Его вещи были подняты на борт. Мы крепко пожали друг другу руки, и он отправился в бар, сел за столик один и стал читать, ничего себе не заказывая. На набережной пели молодые итальянские нищие, и их песни провожали меня, когда я удалялся от парохода, унося с собой запах его свежей краски.

Определён Сунь Ятсеном на должность «юридического советника» с окладом восемьсот долларов в месяц; после нашего отказа оказать техническую помощь кантонскому правительству получил задание реорганизовать и возглавить комиссариат пропаганды (его нынешний пост).

Когда он приехал в Кантон, то узнал — к своему полнейшему удовлетворению, — что ему положили восемьсот мексиканских долларов в месяц. Однако через три месяца он понял, что гражданским и военным чиновникам правительство Сунь Ятсена платит весьма нерегулярно: каждый добывал себе пропитание при помощи взяток или «маленьких хитростей». За семь месяцев Пьер заработал около сотни тысяч золотых франков, предоставляя удостоверения секретных агентов комиссариата пропаганды торговцам опиумом, что спасало их от преследований всех полицейских служб. Теперь он мог не бояться, что будет захвачен врасплох какими-либо затруднениями. Три месяца спустя Ламбер уехал из Кантона, оставив его руководить комиссариатом пропаганды, который был тогда в чрезвычайно жалком состоянии.

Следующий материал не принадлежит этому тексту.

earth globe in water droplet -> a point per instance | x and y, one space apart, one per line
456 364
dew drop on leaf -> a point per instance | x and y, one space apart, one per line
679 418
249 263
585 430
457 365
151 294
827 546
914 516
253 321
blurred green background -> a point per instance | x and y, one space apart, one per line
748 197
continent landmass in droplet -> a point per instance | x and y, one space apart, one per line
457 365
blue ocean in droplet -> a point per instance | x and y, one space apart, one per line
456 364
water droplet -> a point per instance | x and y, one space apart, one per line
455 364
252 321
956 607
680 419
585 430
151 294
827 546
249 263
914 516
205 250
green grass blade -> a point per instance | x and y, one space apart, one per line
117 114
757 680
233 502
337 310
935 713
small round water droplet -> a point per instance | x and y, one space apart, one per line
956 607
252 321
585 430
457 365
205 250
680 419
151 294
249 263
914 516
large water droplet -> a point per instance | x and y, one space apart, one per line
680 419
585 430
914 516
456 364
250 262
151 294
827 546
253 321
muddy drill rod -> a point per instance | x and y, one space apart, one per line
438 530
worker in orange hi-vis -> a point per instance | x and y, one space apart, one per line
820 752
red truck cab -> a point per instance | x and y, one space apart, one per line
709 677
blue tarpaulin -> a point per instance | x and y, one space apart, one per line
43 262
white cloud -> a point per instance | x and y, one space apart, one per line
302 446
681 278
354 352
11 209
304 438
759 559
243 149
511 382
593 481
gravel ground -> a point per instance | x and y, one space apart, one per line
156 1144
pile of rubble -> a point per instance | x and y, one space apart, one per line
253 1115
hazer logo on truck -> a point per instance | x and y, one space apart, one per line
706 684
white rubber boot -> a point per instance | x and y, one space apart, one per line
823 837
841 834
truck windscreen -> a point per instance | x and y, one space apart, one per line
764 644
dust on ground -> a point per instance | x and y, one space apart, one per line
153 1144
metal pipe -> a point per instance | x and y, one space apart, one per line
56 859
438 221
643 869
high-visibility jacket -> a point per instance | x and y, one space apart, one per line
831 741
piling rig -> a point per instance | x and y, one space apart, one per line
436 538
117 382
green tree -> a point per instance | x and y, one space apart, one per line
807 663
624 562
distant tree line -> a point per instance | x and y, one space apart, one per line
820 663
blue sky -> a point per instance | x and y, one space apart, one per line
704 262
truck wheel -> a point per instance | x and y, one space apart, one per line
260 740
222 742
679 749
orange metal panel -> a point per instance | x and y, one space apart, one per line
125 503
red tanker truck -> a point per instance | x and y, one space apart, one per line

Не страшась больше неожиданностей и занимая теперь твёрдые позиции, Пьер решил преобразовать этот опереточный отдел в мощное оружие. Он установил строжайший контроль за доверенными ему денежными средствами и потребовал от сотрудников абсолютной преданности — почти всех ему пришлось заменить. Но, несмотря на обещание Сунь Ятсена, с любопытством следившего за его усилиями, новым сотрудникам не платили зарплату, и в течение многих месяцев Пьеру приходилось каждый день изыскивать деньги для своих агентов. Он включил в комиссариат пропаганды политическую полицию и сумел к тому же установить контроль над службами городской и тайной полиции. Не обращая внимания ни на какие постановления, он обеспечил существование комиссариата пропаганды за счёт нелегальных поборов, которые взимал с торговцев опиумом, содержателей игорных и публичных домов. Вот почему в полицейском донесении сказано:

Личность энергичная, но аморальная.

(Меня умиляет это упоминание о морали.)

Сумел набрать способных сотрудников, причём все они подчиняются Интернационалу.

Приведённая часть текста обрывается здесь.